ショックを受ける恩師

「バカすぎる、って話しています。人気球団の名だたるスター選手の道具を転売したわりには“売り上げ”も少なすぎる。熱心なファンにこっそり売りつけるのではなく、最終的に不特定多数に販売される店を選んだ理由がわからない」

 柿澤容疑者は東京・葛飾区の出身。野球を始めたのは小学1年のころで、地元の軟式野球チームに所属していた。

 中学からは鹿児島県の野球強豪校、神村学園に進学。甲子園に春夏合わせて3回出場し、3年の夏はピッチャーで4番打者もつとめチームのベスト16進出に大きく貢献した。

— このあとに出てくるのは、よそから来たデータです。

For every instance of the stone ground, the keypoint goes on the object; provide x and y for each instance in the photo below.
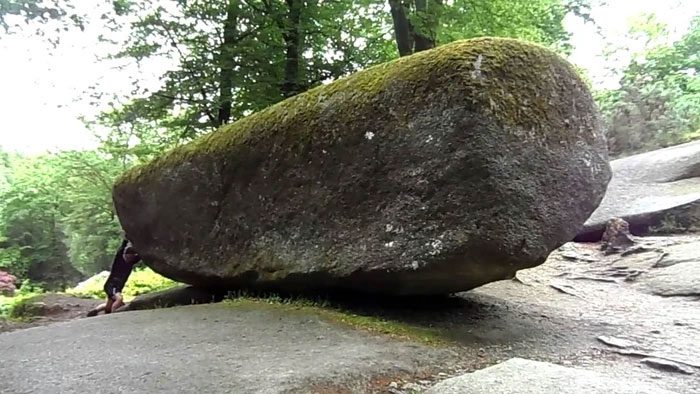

 高校卒業後、楽天に入団し、外野手に転向。2016年オフにトレードで巨人に移籍した。推定年俸は500万円。楽天、巨人を通じて1軍でのプレー経験はなかった。

 前出・スポーツ紙記者は、

「楽天時代から消費者金融に借金を重ねていました。趣味は車。高級外車の維持に金がかかり、今年結婚して家賃、飲食費と出費がかさんでいたようです」と話す。

 前出・全国紙運動部記者は、

「プロは1軍で活躍しなければ意味がないので野球に打ち込むしかないんです。高級外車を乗り回して喜んでいる場合ではない」とプロ意識の低さを指摘した。

 容疑者を知る少年野球の関係者を訪ねると、「素晴らしい選手だったので信じられない」(対戦チームのスタッフ)などと一様に絶句していた。

 神村学園高等部で指導した山本常夫監督(現在は別の私立高の部長)に取材を申し込むと、「山本さんは大きなショックを受けており、気持ちの整理がつかないと話しております」(学校関係者)と本人が出てくることすらなかった。

 プロになる夢を叶えて何が変わったのか。入団当初はまっとうにお金を使っていた。

 柿澤容疑者は救援投手として'12年春のセンバツ甲子園で被災地・宮城の県立石巻工業高校と対戦し、相手打線を封じて勝利を収めた。